Lah, galau kok dibilang pertanda bagus? Memang
iyya. Soalnya, ketika mengalami galau sebenarnya kita menginginkan sebuah
perubahan kan? Galau itu menunjukkan bahwa kita tidak nyaman dengan kondisi
saat ini, dan menginginkan sesuatu yang lebih baik dari ini kan? Semua Nabi
suci yang diutus Allah – sejauh yang saya pahami melalui kisah-kisahnya dari
para guru dan kitab suci – menapaki seluruh perjalanan panjang kenabian mereka
dengan kegelisahan didalam hati. Sama seperti kita. Bedanya, jika kita gelisah
soal penghasilan, soal kenaikan jabatan, soal beratnya pengeluaran, atau pun
soal sulitnya mencicil hutang-hutang; kalau pada Nabi itu gelisah oleh
panggilan hati nuraninya yang menginginkan untuk menjadi pribadi yang lebih
baik. Kita bukan nabi. Tapi, ada beberapa hal yang bisa kita tiru dan terapkan.
Apa itu?
Pas di bagian ‘menjadi pribadi yang lebih baik’-nya
itu yang bisa kita contoh. Saya tidak punya kepentingan untuk mempertanyakan
keyakinan dan agama Anda. Sudah sajalah, itu hak pribadi masing-masing. Tetapi selama
Anda meyakini Tuhan yang sama, pasti ajaran sebenarnya yang datang dari Tuhan
kita semua itu sama kan? Dan soal nabi-nabi pun ceritanya kira-kira sama. Nabi
yang Anda imani, mungkin juga adalah Nabi yang tertera dalam daftar para Nabi yang
saya imani. Jadi, meskipun agama kita mungkin beda; selama kita masing-masing
berani meneladani nabi-nabi yang kita imani; maka kita pasti bisa menjadi
pribadi yang lebih baik dari hari ke hari.

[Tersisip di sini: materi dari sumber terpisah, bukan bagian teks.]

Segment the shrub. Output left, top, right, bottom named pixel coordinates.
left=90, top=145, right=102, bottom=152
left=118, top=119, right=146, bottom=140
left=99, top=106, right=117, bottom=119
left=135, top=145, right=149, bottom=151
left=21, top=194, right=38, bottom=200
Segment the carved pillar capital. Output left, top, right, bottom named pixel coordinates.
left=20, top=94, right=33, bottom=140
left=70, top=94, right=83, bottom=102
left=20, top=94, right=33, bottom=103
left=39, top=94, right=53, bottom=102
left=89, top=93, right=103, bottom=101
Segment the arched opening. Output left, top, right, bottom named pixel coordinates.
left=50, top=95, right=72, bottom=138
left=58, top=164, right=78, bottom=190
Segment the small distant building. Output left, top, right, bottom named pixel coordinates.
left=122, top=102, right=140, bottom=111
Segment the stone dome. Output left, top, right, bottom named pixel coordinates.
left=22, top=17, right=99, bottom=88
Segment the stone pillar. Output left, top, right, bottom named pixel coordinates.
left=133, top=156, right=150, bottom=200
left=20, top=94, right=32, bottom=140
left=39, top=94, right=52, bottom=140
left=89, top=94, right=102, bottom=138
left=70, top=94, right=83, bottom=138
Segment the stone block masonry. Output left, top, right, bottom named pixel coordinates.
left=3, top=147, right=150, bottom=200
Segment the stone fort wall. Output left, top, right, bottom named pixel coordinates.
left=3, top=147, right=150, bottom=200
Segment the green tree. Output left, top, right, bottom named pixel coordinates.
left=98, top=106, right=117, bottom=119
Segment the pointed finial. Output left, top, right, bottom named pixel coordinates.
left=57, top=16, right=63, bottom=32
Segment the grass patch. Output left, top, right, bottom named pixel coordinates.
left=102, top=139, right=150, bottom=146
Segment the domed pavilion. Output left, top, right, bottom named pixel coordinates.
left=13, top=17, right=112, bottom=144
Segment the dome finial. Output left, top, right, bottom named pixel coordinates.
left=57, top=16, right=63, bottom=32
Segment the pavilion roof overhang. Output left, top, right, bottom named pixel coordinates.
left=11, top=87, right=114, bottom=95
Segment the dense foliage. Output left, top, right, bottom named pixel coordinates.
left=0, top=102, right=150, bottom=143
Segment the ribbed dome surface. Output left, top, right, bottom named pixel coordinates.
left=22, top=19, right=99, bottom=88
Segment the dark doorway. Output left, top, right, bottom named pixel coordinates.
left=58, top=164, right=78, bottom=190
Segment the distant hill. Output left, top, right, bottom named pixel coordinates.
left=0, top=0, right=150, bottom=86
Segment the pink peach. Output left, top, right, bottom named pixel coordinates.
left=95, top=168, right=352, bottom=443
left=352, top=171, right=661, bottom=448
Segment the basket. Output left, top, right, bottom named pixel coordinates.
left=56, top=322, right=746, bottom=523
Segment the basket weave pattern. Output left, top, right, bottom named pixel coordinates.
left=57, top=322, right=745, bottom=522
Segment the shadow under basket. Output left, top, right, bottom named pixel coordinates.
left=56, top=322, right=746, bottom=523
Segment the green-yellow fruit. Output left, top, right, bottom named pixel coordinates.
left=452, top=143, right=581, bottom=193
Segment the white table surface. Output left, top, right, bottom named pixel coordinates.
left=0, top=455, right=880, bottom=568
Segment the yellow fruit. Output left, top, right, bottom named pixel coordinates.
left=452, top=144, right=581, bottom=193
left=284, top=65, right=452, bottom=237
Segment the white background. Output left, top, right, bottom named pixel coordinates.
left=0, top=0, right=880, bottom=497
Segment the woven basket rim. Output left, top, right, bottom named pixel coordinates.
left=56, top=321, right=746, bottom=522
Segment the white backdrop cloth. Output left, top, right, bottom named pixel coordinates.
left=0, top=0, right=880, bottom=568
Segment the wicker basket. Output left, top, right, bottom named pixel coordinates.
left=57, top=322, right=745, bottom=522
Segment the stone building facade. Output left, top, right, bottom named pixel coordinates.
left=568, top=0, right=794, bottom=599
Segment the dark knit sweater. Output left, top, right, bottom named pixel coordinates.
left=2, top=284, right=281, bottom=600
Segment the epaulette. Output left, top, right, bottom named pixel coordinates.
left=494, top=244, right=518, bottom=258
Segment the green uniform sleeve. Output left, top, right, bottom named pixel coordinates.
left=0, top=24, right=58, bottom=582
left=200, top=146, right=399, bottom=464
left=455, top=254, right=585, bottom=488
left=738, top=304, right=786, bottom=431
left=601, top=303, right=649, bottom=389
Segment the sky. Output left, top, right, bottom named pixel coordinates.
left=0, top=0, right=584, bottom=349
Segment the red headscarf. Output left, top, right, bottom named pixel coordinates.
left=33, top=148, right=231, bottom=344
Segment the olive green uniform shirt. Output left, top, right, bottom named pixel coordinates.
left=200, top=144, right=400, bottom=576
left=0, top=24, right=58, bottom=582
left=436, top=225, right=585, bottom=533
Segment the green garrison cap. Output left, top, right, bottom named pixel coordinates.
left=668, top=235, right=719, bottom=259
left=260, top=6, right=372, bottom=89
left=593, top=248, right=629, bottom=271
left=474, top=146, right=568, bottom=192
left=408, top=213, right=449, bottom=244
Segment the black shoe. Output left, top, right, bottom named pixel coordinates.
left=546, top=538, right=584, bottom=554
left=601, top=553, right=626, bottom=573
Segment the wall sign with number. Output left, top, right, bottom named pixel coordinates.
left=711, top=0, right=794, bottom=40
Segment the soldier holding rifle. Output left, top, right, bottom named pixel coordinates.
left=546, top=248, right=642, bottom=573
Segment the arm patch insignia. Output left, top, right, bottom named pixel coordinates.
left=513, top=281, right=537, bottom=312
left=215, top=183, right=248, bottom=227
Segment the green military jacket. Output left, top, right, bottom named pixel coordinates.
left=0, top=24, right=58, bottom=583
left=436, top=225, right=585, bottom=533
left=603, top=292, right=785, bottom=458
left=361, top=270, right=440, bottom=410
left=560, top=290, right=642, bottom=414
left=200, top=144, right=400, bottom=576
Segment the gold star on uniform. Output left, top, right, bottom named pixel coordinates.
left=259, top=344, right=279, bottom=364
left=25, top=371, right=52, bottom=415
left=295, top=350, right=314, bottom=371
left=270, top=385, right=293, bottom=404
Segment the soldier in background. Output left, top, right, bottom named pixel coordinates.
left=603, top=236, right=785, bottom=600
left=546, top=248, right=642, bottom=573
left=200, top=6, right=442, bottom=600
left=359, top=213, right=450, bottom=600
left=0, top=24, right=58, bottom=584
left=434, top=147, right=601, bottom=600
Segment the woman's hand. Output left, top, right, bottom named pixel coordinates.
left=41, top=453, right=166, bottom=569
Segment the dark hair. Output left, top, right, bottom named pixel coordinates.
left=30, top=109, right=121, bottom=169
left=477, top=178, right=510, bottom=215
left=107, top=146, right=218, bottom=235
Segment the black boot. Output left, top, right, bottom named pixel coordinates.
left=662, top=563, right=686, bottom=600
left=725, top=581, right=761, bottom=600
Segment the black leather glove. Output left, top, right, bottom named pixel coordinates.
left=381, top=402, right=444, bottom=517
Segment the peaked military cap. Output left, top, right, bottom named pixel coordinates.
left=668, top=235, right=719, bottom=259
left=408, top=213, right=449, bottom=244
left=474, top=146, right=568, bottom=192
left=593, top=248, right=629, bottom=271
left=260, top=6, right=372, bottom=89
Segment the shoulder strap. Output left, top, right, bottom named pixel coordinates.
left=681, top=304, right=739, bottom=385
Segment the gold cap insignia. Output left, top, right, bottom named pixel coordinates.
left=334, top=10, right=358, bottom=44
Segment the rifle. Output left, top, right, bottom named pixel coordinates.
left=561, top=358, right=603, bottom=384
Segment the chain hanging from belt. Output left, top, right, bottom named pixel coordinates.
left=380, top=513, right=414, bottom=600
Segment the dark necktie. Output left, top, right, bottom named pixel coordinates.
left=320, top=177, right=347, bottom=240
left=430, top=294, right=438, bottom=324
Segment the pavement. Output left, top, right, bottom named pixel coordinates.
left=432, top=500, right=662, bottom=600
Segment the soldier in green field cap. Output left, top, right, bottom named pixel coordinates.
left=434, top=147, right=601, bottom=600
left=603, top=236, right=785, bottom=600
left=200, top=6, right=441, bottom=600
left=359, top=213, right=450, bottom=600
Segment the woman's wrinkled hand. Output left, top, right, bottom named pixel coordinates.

Betapa tidak. Semua Nabi. Dari yang paling miskin
selama menjalani hidupnya hingga yang paling kaya adalah pribadi-pribadi mulia
yang senantiasa gelisah untuk terus memperbaiki dirinya sendiri. Mereka,
senantiasa bertanya kepada Ilahi tentang itu dan ini. Hingga tidak
bosan-bosannya malaikat berbolak-balik turun naik antara langit dan bumi untuk
menyampaikan jawaban yang Tuhan berikan atas setiap pertaanyaan suci yang
dilantunkannya dalam dzikir-dzikir mereka yang nyaris tiada henti. Maka wajar,
jika para Nabi yang kita imani itu meskipun sudah menjadi pribadi mulia, tapi
teruuuuus saja mencari hikmah atas setiap kejadian yang ada disekelilingnya.
Mereka sedemikian pekanya dengan apa yang ada
disekitarnya. Mereka berpikir dan terus berdzikir. Menemukan makna dalam setiap
peristiwa yang ada. Kitab suci menyebut mereka sebagai ulil albab. Sebutan
untuk orang-orang yang tidak melewatkan sedikitpun peristiwa untuk digali dan
dicari hikmahnya. Karena Allah pun telah memfirmankan bahwa dalam setiap penciptaan
di langit dan dibumi serta apa yang ada diantara keduanya terdapat tanda-tanda
kebesaran Ilahi bagi ulil albab. Berapa banyak yang Tuhan sudah ciptakan? Nyaris
tiada berbilang. Berapa lama proses belajar untuk memahami semuanya?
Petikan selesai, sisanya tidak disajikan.